En Marc, 1, 24 nous lisons un témoignage similaire qui confirme l’unité consubstantielle de la nature démoniaque, là aussi il s’agit aussi d’un homme possédé d’un esprit impur et qui se trouvait dans la Synagogue, le démon crie dans l’homme possédé vers Jésus « que nous veux-tu, Jésus le Nazaréen, es-tu venu pour nous perdre, je sais que tu es le Saint de Dieu », ainsi la clique diabolique ne peut s’empêcher de reconnaitre la divinité ou la sainteté du Rabbi Jésus, mais que voyons-nous dans la réaction sans intelligence des gens de Gadara comme des Juifs qui étaient présents dans la Synagogue, les premiers supplient le Christ de s’en aller et les Juifs furent « tous effrayés » de la puissance de Jésus, ce « Prophète puissant en œuvres et en paroles » qui parcours Israël et qui montre que le Royaume de Dieu est déjà là avec lui.
Si donc, les témoins directs des miracles et de l’enseignement spirituel vivifiant du saint Rabbi Jésus ne suffisaient pas à convertir les hommes et les femmes présents, c’est que comme nous l’annonce le Psalmiste en Ps. 135 « les idoles des nations sont faites d’argent et d’or, elles ont des yeux et ne voient pas, des oreilles et n’entendent pas, ils leurs ressemblent tous ceux qui les fabriquent et qui se confient en elles, etc ... », l’idolâtrie du monde sans Dieu, dénoncée par le Psalmiste est la voie perverse dans laquelle les démons cherchent à entrainer l’humanité.
Si nous rapprochons l’expérience dramatique des deux possédés Gadaréniens avec le possédé Gérasénien, nous voyons la grande similitude des actions et des effets de la possession par les « esprits sous ciel » dont parle saint Paul. Les tentations et attaques pratiquées par les anges des ténèbres se poursuivent aujourd’hui, mais comme le souligne le Père Boris Bobrinskoy dans une homélie de 2005 « elles sont plus perfides, cachées, et se faufilent volontiers dans le brouhaha des médias et dans les scénographies séductrices d’internet » qui déversent nombres « d’infos » au service des idoles frelatées et faussement compatissantes qui vous assomment avec leurs minuscules petits conseils pour vous guérir du passé douloureux, vous protéger du présent et vous assurer un avenir radieux.

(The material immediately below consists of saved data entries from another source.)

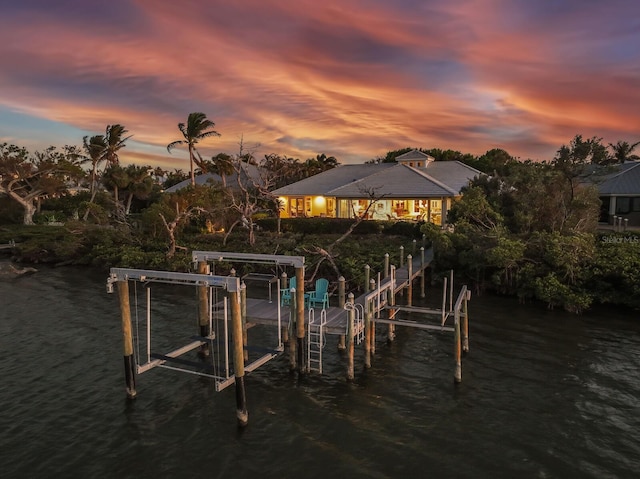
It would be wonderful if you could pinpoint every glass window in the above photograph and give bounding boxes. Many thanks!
[633,197,640,212]
[616,197,630,214]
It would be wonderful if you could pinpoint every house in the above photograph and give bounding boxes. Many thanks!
[593,161,640,226]
[163,163,263,193]
[272,150,481,226]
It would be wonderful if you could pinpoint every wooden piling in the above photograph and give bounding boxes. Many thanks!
[289,290,297,370]
[281,272,289,344]
[337,276,346,350]
[407,254,413,306]
[462,291,470,354]
[420,246,426,298]
[347,293,355,380]
[364,299,372,369]
[295,266,305,372]
[388,265,396,342]
[369,278,376,355]
[364,264,370,295]
[241,282,248,361]
[454,311,462,384]
[399,247,404,296]
[412,238,417,256]
[197,261,210,357]
[384,253,389,279]
[117,280,136,399]
[230,289,248,427]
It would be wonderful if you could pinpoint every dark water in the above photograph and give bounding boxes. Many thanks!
[1,264,639,479]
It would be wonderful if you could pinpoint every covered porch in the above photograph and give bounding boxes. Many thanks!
[278,195,451,225]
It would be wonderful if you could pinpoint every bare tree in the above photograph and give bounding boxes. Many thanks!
[222,138,272,245]
[305,186,387,281]
[159,202,206,257]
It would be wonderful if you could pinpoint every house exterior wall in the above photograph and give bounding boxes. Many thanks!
[602,195,640,226]
[278,194,455,225]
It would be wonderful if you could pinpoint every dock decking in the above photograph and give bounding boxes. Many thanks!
[226,248,434,335]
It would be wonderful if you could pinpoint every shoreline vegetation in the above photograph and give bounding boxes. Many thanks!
[0,220,638,314]
[2,130,639,314]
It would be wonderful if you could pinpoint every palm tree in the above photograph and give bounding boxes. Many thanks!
[103,124,131,166]
[82,134,107,197]
[167,112,220,186]
[608,140,640,164]
[212,152,234,187]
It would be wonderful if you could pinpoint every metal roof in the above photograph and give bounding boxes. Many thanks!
[272,161,481,198]
[272,164,395,196]
[596,162,640,195]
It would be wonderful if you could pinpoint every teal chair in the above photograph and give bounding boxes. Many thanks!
[280,277,296,306]
[308,278,329,309]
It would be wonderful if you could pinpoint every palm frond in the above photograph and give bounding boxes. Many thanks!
[167,140,185,152]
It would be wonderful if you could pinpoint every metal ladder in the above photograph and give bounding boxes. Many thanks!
[307,308,327,374]
[354,303,365,344]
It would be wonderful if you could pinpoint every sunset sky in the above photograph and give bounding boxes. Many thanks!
[1,0,639,170]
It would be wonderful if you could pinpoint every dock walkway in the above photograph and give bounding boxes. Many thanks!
[232,248,433,335]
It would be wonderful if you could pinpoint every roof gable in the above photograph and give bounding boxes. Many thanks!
[395,149,434,162]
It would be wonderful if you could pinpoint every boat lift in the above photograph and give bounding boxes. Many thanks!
[107,267,280,392]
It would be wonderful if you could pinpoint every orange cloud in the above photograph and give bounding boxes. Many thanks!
[0,0,638,166]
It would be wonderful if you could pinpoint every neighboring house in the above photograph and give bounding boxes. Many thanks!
[590,161,640,226]
[272,150,481,226]
[163,163,263,193]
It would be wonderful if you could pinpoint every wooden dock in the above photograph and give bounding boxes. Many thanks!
[221,248,435,336]
[109,247,471,426]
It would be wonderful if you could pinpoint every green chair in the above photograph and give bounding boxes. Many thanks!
[308,278,329,309]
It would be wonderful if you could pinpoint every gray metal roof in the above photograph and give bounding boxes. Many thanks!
[272,163,395,196]
[596,161,640,195]
[272,161,480,198]
[422,161,482,192]
[331,164,455,197]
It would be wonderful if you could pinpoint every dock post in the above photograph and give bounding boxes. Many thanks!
[197,261,210,357]
[399,247,404,296]
[364,264,370,295]
[369,278,376,355]
[364,299,372,368]
[281,272,289,344]
[241,282,248,361]
[289,290,297,370]
[384,253,389,279]
[388,265,396,342]
[295,267,306,373]
[337,276,346,350]
[412,239,417,256]
[407,254,413,307]
[117,280,136,399]
[462,290,470,354]
[454,311,462,384]
[347,292,355,380]
[420,246,426,298]
[230,288,249,427]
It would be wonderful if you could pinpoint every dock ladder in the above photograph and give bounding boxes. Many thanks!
[307,308,327,373]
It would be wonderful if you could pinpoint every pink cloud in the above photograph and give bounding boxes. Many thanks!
[0,0,638,166]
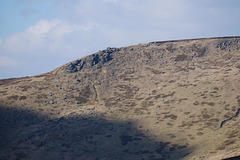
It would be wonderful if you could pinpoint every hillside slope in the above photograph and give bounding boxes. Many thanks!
[1,36,240,160]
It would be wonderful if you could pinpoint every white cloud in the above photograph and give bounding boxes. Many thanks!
[0,19,98,55]
[0,56,20,67]
[50,22,98,38]
[27,20,60,36]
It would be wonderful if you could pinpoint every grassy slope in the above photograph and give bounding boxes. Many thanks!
[0,37,240,160]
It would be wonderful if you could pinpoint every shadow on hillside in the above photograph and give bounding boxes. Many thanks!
[0,106,193,160]
[0,106,45,150]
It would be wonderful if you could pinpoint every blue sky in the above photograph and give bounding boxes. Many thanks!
[0,0,240,79]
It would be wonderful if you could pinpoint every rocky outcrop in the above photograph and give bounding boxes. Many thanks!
[65,47,120,73]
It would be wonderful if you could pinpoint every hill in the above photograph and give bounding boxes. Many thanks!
[1,36,240,160]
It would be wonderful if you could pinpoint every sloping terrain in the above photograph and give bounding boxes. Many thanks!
[0,36,240,160]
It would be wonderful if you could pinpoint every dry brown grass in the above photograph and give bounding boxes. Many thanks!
[1,37,240,160]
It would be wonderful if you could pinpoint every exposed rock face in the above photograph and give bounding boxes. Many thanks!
[65,47,119,73]
[0,36,240,160]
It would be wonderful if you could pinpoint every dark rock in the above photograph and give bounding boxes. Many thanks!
[216,40,233,50]
[156,105,161,109]
[75,79,81,84]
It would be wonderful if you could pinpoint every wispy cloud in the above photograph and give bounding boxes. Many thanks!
[0,19,98,55]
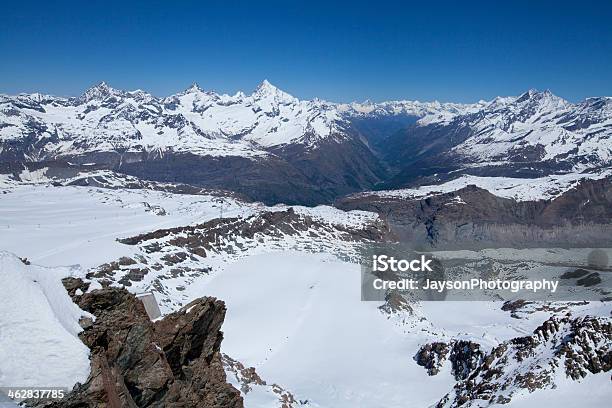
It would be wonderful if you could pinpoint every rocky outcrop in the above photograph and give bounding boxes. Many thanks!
[89,208,390,291]
[415,340,483,380]
[448,341,485,381]
[31,278,242,408]
[415,342,449,376]
[433,315,611,407]
[118,208,390,249]
[337,178,612,248]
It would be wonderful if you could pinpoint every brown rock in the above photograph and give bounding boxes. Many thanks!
[31,280,242,408]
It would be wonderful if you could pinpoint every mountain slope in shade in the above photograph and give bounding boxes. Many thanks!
[337,176,612,248]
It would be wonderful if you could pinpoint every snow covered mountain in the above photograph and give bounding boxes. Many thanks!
[1,84,611,204]
[338,98,486,125]
[0,81,396,204]
[0,80,344,159]
[0,80,484,159]
[381,90,612,188]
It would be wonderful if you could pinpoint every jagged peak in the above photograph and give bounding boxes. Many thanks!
[253,79,296,102]
[516,88,563,103]
[88,81,114,94]
[175,82,222,100]
[184,82,205,93]
[79,81,123,103]
[255,79,276,92]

L’Ecriture sainte nous rappelle que tout ce méli-mélo chaotique décrit plus haut n’est que « vanité, rien que vanité, il n’y a en tout cela rien de nouveau sous le soleil », le monde mondain préfère se détourner du Maitre divino-humain de la sagesse et continuer à s’extasier devant les ridicules séances du Net. Saint Pierre dans son épître affirme que « le démon est comme un lion rugissant qui rôde, cherchant qui dévorer », c’est pourquoi, dans le rite du saint Baptême orthodoxe le prêtre chasse les démons par le Nom du Christ et demande avec insistance au futur baptisé « renonces-tu à Satan, à ses anges et à toute sa pompe » ?
Les deux possédés Gadaréniens et le possédé Gérasénien vivent une expérience similaire, dans les deux situations les possédés sont dépouillés de leur « humanité » et « animalisés » leur aspect terrorise ceux qui les croisent, leur solitude est extrême, leur misère est totale, ils sont mis au ban de la religion et de la société, et ne trouvent de lieu habitable que dans les déserts ou les cimetières parmi les morts qui eux aussi sont plus ou moins des oubliés. Ces lieux où aucun être humain vivant ne devrait habiter, ni dans la vie sauvage du désert ni dans la proximité des tombeaux.
En Marc 9, 18 nous lisons qu’un père s’est adressé à Jésus pour lui dire « j’ai demandé à tes disciples d’expulser l’esprit muet qui a pris possession de mon fils, mais ils n’ont pas pu », le Seigneur répond que ce démon ne peut être chassé que par le « jeûne et la prière », cela est vrai de beaucoup de cas de possession diabolique, le monde sans Dieu dit que tout cela ce sont des vieilles lunes auxquelles, ne peuvent croire que les naïfs ou des religieux attardés liés par leur obscurantisme d’un autre temps.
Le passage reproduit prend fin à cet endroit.